In David Garrioch's fabulous book on 18th century Paris (shout-out to my 19th Century France class!), much is made about how, early in the century, Paris was not so much a city in the modern sense as a network of village-like neighborhoods. As in, plenty of urban density and filth, but not so much anonymity, not so many gay pride parades, and so forth.
The same thing happened to me!
New York, specifically the Village, is just that. At least if you spent your first 18 years in Manhattan, went to a college whose graduates flock to Wall Street, and currently attend graduate school at NYU. What this amounts to is, I walk down the street, and I know everyone. Everyone. It's bizarre. OK, I do not know the 14-year-old models who've just arrived from Lithuania, but everyone else hovering between, say, Broome Street and Union Square, I can place without so much as Facebook as my guide.

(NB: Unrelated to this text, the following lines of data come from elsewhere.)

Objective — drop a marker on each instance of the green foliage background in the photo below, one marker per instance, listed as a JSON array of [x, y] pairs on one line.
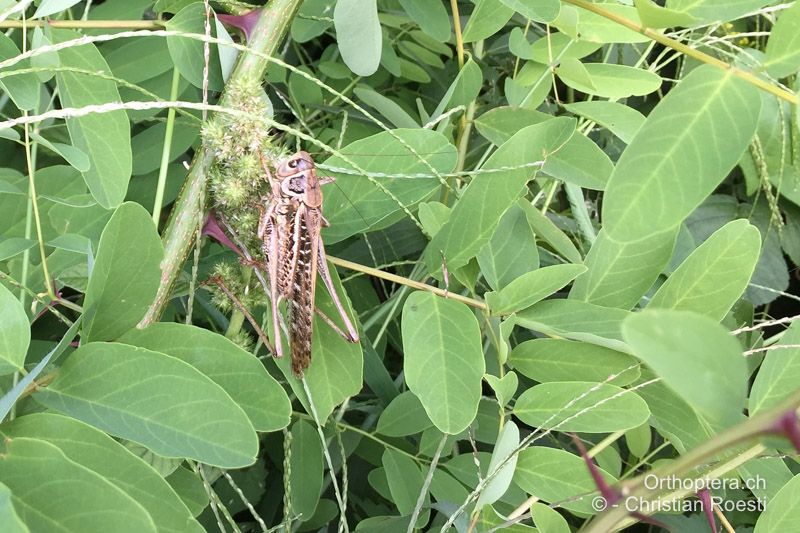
[[558, 225]]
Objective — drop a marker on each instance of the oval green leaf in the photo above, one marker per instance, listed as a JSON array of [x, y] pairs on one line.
[[620, 273], [783, 45], [443, 359], [532, 287], [53, 493], [608, 80], [783, 512], [619, 119], [404, 478], [104, 137], [488, 17], [488, 195], [715, 275], [432, 17], [511, 251], [501, 466], [540, 11], [657, 184], [403, 416], [106, 457], [188, 53], [779, 373], [546, 360], [155, 400], [555, 475], [306, 469], [696, 357], [238, 372], [125, 276], [581, 406], [356, 204], [358, 34]]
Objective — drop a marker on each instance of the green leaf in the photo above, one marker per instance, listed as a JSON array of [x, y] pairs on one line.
[[140, 59], [703, 364], [14, 245], [596, 28], [711, 108], [672, 416], [511, 252], [120, 289], [358, 34], [464, 89], [101, 454], [304, 27], [619, 119], [581, 406], [488, 17], [779, 372], [580, 162], [548, 520], [405, 480], [501, 123], [656, 16], [238, 372], [355, 205], [783, 512], [15, 332], [504, 388], [148, 144], [556, 475], [576, 320], [51, 7], [487, 196], [783, 45], [620, 273], [104, 137], [155, 400], [75, 157], [23, 89], [403, 416], [188, 53], [443, 359], [501, 468], [546, 360], [715, 275], [714, 10], [51, 492], [10, 521], [609, 80], [306, 469], [561, 45], [432, 17], [547, 231], [386, 107], [540, 11], [532, 287]]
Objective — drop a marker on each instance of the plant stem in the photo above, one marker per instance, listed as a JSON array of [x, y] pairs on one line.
[[687, 50], [162, 172], [181, 230], [684, 465], [86, 24]]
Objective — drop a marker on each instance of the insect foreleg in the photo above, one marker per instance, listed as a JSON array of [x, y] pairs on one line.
[[322, 261]]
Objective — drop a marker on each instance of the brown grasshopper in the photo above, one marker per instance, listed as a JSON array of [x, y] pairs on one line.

It's great in many ways, don't get me wrong. Conveniently enough, a good number of these people I see and know are also people I like. And what with the blog and all, I could hardly claim a preference for anonymity. All I'm saying is, NYC as I experience it has very little in common with the way 20-somethings here are supposed to.
It's a small, upper-middle class world. I have the exact same experience, and I'm from New Jersey. It doesn't help that I go exactly where you'd expect to find people the overeducated and shiftless: free concerts at Prospect Park, the Angelika, etc.